Parsing MIME mail headers

M

Mike

I have thousands of .EMLX files from a client. I need to parse the To,
From, Subject, Date, and CC fields from the headers. I've got my code
running, and it works. I just can't help but think it isn't as efficient
as it could be.

I'm reading the files, which are plain text, and line-by-line looking for
the field names. The To and CC fields are particularly tricky because they
are multi-line (or can be). When I hit one of these fields, I start a sub
loop that captures the lines until it finds another field, which seems to
work okay.

I wrote versions of this code, which are practically identical, in VBA and
VBS to store this data in an access DB. Does anyone know a dll, COM object,
or .Net object that can do this more efficiently? I have no problem
re-writing my code if necessary. I'm going to be getting a hard drive full
of these soon, so I'd like to speed up my code as much as I can.
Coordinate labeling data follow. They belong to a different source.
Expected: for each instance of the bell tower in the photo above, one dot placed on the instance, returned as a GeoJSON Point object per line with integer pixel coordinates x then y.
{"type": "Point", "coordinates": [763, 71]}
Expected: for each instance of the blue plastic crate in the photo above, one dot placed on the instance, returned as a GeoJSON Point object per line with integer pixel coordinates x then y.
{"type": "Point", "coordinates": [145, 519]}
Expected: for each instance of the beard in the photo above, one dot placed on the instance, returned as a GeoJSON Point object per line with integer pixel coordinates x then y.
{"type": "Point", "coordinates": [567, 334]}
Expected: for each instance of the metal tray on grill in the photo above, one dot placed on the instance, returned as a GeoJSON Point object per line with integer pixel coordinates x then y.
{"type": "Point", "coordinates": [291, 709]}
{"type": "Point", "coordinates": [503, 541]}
I also need to extract attachments. I have my Base64 decoder working using
MSXML2, but I'm having trouble identifying the begging and end of the
attachment.
 
M

Mike

This is not XML, perhaps they're not MIME, but they are standard internet
mail files. Here are some of the headers.

Received: <Removed for privacy> 12 Feb 1998 13:05:31 -0000
Received: from unknown <Removed for privacy>
<Removed for privacy>
by <Removed for privacy> with SMTP
for <Removed for privacy> 12 Feb 1998 13:05:31 -0000
Received: <Removed for privacy>; 12 Feb 1998 13:05:31 -0000
Received: from <Removed for privacy>
(envelope-sender <Removed for privacy>)
by <Removed for privacy> with SMTP
for <Removed for privacy>; 12 Feb 1998 13:05:30 -0000
Received: from unknown [<Removed for privacy>] (<Removed for privacy>)
by <Removed for privacy> (mxl_mta-5.4.0-1)
with ESMTP id <Removed for privacy>(envelope-from <Removed for privacy>);
Tue, 12 Feb 1998 06:05:30 -0700 (MST)
Received: from unknown [<Removed for privacy>] (EHLO<Removed for privacy>)
by <Removed for privacy>(mxl_mta-5.4.0-1) over TLS secured channel
with ESMTP id <Removed for privacy>(envelope-from <Removed for privacy>);
Tue, 12 Feb 1998 06:05:28 -0700 (MST)
Received: from <Removed for privacy> ([<Removed for privacy>]) by <Removed
for privacy>
([<Removed for privacy>]) with mapi; Tue, 12 Feb 1998 08:00:12 -0500
From: <Removed for privacy>
To: <Removed for privacy>
CC: <Removed for privacy>, <Removed for privacy>,
<Removed for privacy>, <Removed for privacy>, <Removed for privacy>,
<Removed for privacy>
Date: Tue, 12 Feb 1998 08:00:11 -0500
Subject: Re:something, something
Thread-Topic: <Removed for privacy>
Thread-Index: <Removed for privacy>
Message-ID: <Removed for privacy>
Accept-Language: en-US
Content-Language: en-US
 
J

James Whitlow

Mike said:
I have thousands of .EMLX files from a client. I need to parse the To,
From, Subject, Date, and CC fields from the headers. I've got my code
running, and it works. I just can't help but think it isn't as efficient
as it could be.

I'm reading the files, which are plain text, and line-by-line looking for
the field names. The To and CC fields are particularly tricky because
they are multi-line (or can be). When I hit one of these fields, I start
a sub loop that captures the lines until it finds another field, which
seems to work okay.

I wrote versions of this code, which are practically identical, in VBA and
VBS to store this data in an access DB. Does anyone know a dll, COM
object, or .Net object that can do this more efficiently? I have no
problem re-writing my code if necessary. I'm going to be getting a hard
drive full of these soon, so I'd like to speed up my code as much as I
can.

I also need to extract attachments. I have my Base64 decoder working
using MSXML2, but I'm having trouble identifying the begging and end of
the attachment.

Mike, you might want to consider using regular expressions. They tend to
work quite well for what you are wanting to do. See below for a small
example.

Set oFSO = CreateObject("Scripting.FileSystemObject")
Set oRegEx = CreateObject("VBScript.RegExp")

oRegEx.Multiline = True

sEmail = oFSO.OpenTextFile("Email.txt", 1).ReadAll

oRegEx.Pattern = "^To:([\x00-\xff]*?[\n\r\f]*?)[\n\r\f]*?.*?:"
sTo = oRegEx.Execute(sEmail)(0).Submatches(0)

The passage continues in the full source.